What is database partitioning and its types?

Answer

Database partitioning is a technique that divides large tables or indexes into smaller, more manageable pieces called partitions. Each partition can be stored separately and managed independently while appearing as a single logical table to applications.

Benefits of Partitioning

Performance Benefits

-- Query performance improvement through partition elimination
SELECT * FROM sales_partitioned 
WHERE sale_date BETWEEN '2024-01-01' AND '2024-01-31';
-- Only January partition is scanned, not entire table

-- Parallel processing across partitions
SELECT region, SUM(sales_amount)
FROM sales_partitioned
GROUP BY region;
-- Each partition can be processed in parallel

Management Benefits

-- Partition-level maintenance operations
-- Drop old data quickly
ALTER TABLE sales_partitioned DROP PARTITION p_2020;

-- Backup specific partitions
BACKUP TABLE sales_partitioned PARTITION (p_2024_q1);

-- Index maintenance per partition
ALTER INDEX IX_sales_region ON sales_partitioned 
REBUILD PARTITION = p_2024_q1;

Types of Partitioning

1. Range Partitioning

Partitions data based on value ranges.

-- PostgreSQL range partitioning by date
CREATE TABLE sales (
    sale_id SERIAL,
    sale_date DATE,
    customer_id INT,
    amount DECIMAL(10,2)
) PARTITION BY RANGE (sale_date);

-- Create partitions for each quarter
CREATE TABLE sales_2024_q1 PARTITION OF sales
FOR VALUES FROM ('2024-01-01') TO ('2024-04-01');

CREATE TABLE sales_2024_q2 PARTITION OF sales
FOR VALUES FROM ('2024-04-01') TO ('2024-07-01');

CREATE TABLE sales_2024_q3 PARTITION OF sales
FOR VALUES FROM ('2024-07-01') TO ('2024-10-01');

CREATE TABLE sales_2024_q4 PARTITION OF sales
FOR VALUES FROM ('2024-10-01') TO ('2025-01-01');

-- SQL Server range partitioning
CREATE PARTITION FUNCTION pf_sales_date (DATE)
AS RANGE RIGHT FOR VALUES 
('2024-01-01', '2024-04-01', '2024-07-01', '2024-10-01');

CREATE PARTITION SCHEME ps_sales_date
AS PARTITION pf_sales_date
TO (fg_2023, fg_2024_q1, fg_2024_q2, fg_2024_q3, fg_2024_q4);

CREATE TABLE sales (
    sale_id INT IDENTITY(1,1),
    sale_date DATE,
    customer_id INT,
    amount DECIMAL(10,2)
) ON ps_sales_date(sale_date);

2. Hash Partitioning

Distributes data evenly across partitions using a hash function.

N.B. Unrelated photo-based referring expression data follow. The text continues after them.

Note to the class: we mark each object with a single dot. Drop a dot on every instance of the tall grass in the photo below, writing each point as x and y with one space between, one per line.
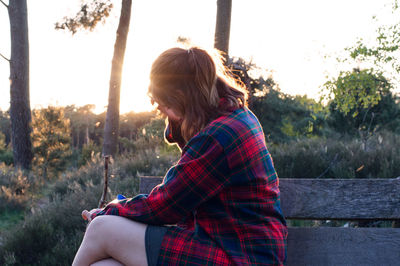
51 233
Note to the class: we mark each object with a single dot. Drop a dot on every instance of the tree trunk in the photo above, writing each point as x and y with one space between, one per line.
111 127
20 112
223 26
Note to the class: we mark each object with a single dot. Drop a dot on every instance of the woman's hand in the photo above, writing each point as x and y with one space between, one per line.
87 215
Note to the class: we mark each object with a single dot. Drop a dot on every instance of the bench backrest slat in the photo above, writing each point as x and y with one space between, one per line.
340 199
336 199
331 199
343 246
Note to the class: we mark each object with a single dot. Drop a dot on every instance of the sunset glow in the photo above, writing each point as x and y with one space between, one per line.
296 41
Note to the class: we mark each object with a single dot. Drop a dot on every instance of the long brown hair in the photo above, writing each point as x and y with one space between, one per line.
197 85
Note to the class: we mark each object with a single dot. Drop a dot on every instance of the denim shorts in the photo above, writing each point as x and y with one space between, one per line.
153 239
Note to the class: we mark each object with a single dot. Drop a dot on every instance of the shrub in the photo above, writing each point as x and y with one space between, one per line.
52 234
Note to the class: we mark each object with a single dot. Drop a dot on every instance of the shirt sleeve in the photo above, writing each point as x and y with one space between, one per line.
201 173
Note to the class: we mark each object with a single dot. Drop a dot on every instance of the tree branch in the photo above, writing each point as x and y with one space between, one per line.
4 3
4 56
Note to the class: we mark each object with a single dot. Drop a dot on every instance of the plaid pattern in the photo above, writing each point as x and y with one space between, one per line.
223 195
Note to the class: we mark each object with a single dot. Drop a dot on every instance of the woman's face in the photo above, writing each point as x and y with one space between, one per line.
167 111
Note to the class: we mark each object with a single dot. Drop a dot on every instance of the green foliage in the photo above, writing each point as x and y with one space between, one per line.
88 152
357 90
90 14
51 141
386 49
383 116
15 187
285 117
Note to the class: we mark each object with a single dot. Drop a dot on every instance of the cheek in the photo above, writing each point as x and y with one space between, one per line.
172 115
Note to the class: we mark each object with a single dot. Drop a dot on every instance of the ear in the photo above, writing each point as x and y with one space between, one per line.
172 115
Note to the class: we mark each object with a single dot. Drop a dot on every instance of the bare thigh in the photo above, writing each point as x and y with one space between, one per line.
114 237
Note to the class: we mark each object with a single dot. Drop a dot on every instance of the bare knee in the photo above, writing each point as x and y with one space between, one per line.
107 262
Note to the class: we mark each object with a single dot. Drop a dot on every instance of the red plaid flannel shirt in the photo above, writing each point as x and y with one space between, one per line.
223 195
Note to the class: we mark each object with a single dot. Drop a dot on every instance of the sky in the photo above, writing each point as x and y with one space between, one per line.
294 41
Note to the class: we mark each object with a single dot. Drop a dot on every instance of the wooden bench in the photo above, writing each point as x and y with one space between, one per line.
337 199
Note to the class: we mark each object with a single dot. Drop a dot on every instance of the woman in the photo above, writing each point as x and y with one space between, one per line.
221 199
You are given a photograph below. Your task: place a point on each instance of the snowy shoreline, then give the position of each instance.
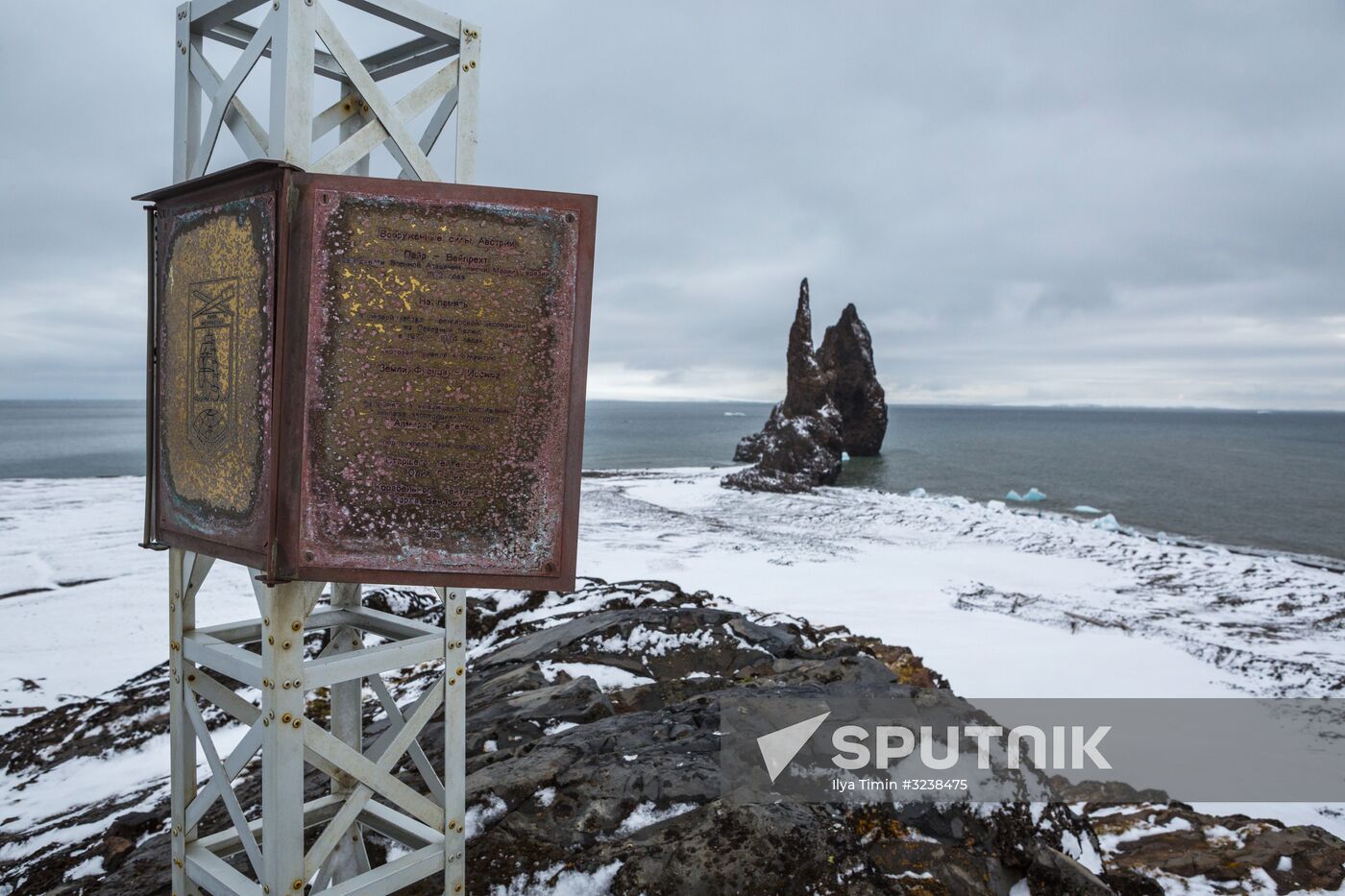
(1005, 603)
(1002, 603)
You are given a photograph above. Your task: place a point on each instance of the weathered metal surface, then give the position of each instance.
(372, 381)
(439, 383)
(212, 403)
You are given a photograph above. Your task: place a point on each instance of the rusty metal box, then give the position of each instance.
(369, 379)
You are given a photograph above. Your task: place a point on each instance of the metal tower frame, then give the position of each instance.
(365, 791)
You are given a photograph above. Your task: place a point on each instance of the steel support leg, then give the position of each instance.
(454, 739)
(182, 618)
(282, 740)
(350, 858)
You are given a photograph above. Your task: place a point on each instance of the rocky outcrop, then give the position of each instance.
(594, 734)
(851, 382)
(833, 403)
(800, 444)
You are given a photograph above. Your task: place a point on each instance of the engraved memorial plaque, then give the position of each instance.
(424, 420)
(214, 369)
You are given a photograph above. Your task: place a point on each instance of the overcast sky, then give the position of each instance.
(1029, 204)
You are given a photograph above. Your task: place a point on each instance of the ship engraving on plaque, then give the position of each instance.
(210, 409)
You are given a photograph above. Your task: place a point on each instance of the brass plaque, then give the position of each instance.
(214, 368)
(437, 383)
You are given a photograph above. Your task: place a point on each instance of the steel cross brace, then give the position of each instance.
(288, 36)
(366, 792)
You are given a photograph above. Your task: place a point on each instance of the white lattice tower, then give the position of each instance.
(366, 792)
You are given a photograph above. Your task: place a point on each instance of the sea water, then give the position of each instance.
(1271, 480)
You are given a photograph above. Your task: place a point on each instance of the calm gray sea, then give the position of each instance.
(1273, 480)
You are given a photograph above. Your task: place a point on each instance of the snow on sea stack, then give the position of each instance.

-- PostgreSQL hash partitioning
CREATE TABLE customers (
    customer_id SERIAL,
    customer_name VARCHAR(100),
    email VARCHAR(100),
    registration_date DATE
) PARTITION BY HASH (customer_id);

-- Create hash partitions
CREATE TABLE customers_p0 PARTITION OF customers
FOR VALUES WITH (MODULUS 4, REMAINDER 0);

CREATE TABLE customers_p1 PARTITION OF customers
FOR VALUES WITH (MODULUS 4, REMAINDER 1);

CREATE TABLE customers_p2 PARTITION OF customers
FOR VALUES WITH (MODULUS 4, REMAINDER 2);

CREATE TABLE customers_p3 PARTITION OF customers
FOR VALUES WITH (MODULUS 4, REMAINDER 3);

-- MySQL hash partitioning
CREATE TABLE customers (
    customer_id INT AUTO_INCREMENT,
    customer_name VARCHAR(100),
    email VARCHAR(100),
    registration_date DATE,
    PRIMARY KEY (customer_id)
)
PARTITION BY HASH(customer_id)
PARTITIONS 4;

3. List Partitioning

Partitions data based on explicit lists of values.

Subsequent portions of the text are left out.